Unsere zuständige Beraterin zählt die Eckdaten zu unserem geplanten einwöchigen Ausflug auf die Insel Kadmat auf: Doppelzimmer, Verpflegung inklusive, Anreise per Schiff, Geld sollten wir vorher abheben, da es auf der Insel keine Möglichkeit gibt …
„Es gibt keinen Geldautomaten auf der Insel?“, unterbricht Anne sie auf Englisch und hat sofort eine steile Problemfalte auf der Stirn. „Wie soll ich denn dann die Tauchbasis bezahlen?“
„Only cash“, betont die Mitarbeiterin. „But no problem, you can get money from the machine here.” Sie zeigt auf die andere Straßenseite.
„No, it‘s not possible!” Ich berichte von unseren gescheiterten Versuchen in den letzten zwei Wochen, Geld abzuheben. Meine Maestro-Karte macht es schon seit Varkala nicht mehr und mit ihrer kann Anne rund 80 Euro ziehen. Mehr bekommt man nur mit der Kreditkarte – und unsere haben in Indien noch bei keinem Automaten funktioniert.
Die Dame bleibt gelassen. „You have a credit card?”
„Yes. But it doesn‘t work …”
„No problem.“ Sie lächelt und bittet mich, ihr meine Karte zu zeigen. Nach einem kurzen Blick schiebt sie das Plastikgeld in ihr portables Bezahlgerät und gibt den Reisepreis für unseren Inseltrip ein. Das Gerät druckt knatternd einen Bon aus. Strahlend wackelt sie mit dem Kopf. „It works!“
Zumindest die Reise nach Kadmat ist gebongt.
Aber woher soll Bares fließen fürs Tauchen und Schnorcheln, dem eigentlichen Grund unseres Ausflugs?

Wir begeben uns auf die andere Straßenseite und versuchen es mit unseren Geldkarten der Reihe nach an jedem der vielen Automaten und in den Bankfilialen, die es in dieser nicht enden wollenden Geschäftsstraße gibt. Vergeblich. Selbst die Kreditkarte, mit der ich eben noch im Reisebüro gebucht habe, versagt konsequent ihren Dienst. Auch Anne kann nicht eine Rupie abheben.
„Wat soll dä Kwatsch?“, sage ich.
„Wat wells de maache?“, antwortet Anne. „Shit – trotz aller Gelassenheit im Kölschen Grundgesetz finde ich es wirklich doof, dass ich auf eine Trauminsel fahre und dort kein Geld zum Tauchen habe.“
Ich verziehe das Gesicht beim Anblick in mein Portemonnaie.
„Haha.

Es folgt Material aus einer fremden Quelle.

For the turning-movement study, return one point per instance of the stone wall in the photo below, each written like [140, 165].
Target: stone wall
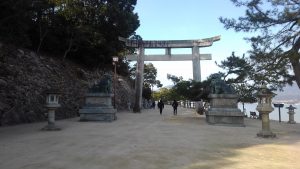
[24, 77]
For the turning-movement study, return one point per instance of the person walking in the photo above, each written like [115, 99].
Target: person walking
[160, 105]
[175, 105]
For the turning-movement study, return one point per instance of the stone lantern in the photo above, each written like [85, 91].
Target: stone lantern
[52, 99]
[264, 107]
[291, 113]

Da laachs de disch kapott!“, sage ich und kann die Bitterkeit in meiner Stimme nicht verbergen. „Unsere Grundgesetze helfen jetzt auch nicht weiter. Wir brauchen Kohle!“
„Die treffen doch gerade sehr zu.“ Anne grinst. „Et es wie et es.“
„Ich hab Durst“, maule ich. “Ein Kaffee oder Tee wäre zur Abwechslung nicht schlecht. Drinks de ejne met?“
Wir bestellen am nächsten Büdchen heißen Chai.

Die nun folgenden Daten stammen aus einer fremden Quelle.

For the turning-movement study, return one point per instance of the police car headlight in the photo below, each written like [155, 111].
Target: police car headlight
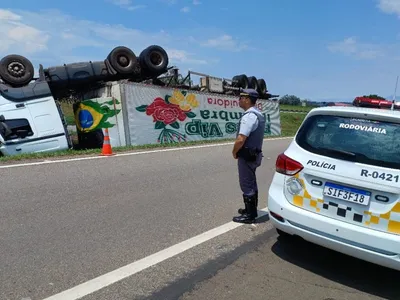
[294, 186]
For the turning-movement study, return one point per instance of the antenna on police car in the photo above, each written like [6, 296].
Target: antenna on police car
[394, 95]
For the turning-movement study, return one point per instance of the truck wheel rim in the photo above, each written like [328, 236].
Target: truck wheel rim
[16, 69]
[123, 61]
[156, 58]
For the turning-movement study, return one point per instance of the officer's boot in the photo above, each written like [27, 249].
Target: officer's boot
[251, 211]
[243, 210]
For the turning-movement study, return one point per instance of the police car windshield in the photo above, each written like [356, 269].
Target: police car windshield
[352, 139]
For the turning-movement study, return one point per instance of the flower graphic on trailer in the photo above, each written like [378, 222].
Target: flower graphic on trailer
[169, 112]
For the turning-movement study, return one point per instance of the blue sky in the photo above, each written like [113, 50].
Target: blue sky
[319, 50]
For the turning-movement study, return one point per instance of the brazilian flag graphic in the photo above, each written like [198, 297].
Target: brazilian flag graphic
[91, 115]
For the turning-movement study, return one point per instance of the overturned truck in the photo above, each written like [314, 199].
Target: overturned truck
[31, 118]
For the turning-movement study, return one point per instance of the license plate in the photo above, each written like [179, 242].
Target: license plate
[346, 193]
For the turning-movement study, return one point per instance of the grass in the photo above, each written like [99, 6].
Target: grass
[289, 124]
[296, 107]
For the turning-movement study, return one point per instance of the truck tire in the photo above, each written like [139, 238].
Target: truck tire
[154, 59]
[123, 60]
[253, 83]
[240, 81]
[16, 70]
[262, 86]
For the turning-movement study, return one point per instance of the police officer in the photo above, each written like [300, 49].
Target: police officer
[248, 151]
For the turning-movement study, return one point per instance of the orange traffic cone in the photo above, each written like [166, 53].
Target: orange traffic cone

Über eine lange Brücke lassen wir uns dann mit dem Tuk-Tuk auf die Halbinsel Fort Cochin bringen. Kleine Gassen, Häuser mit kolonialem Flair, Restaurants, sogar Cafés gibt es hier. Schnell hellt sich unsere Stimmung auf, wir suchen ein Zimmer und spazieren durch diesen zauberhaft schönen Ort zur Kaimauer mit den chinesischen Fischernetzen am Strand.
Es sind relativ viele Touristen unterwegs, denn zurzeit findet die Internationale Kunst-Biennale statt. Da müssen wir hin! Das Ticket kostet nur 150 Rupien. Keine Frage, da simmer dabei – und vergessen im Kunstrausch unsere Geldprobleme für einige Zeit.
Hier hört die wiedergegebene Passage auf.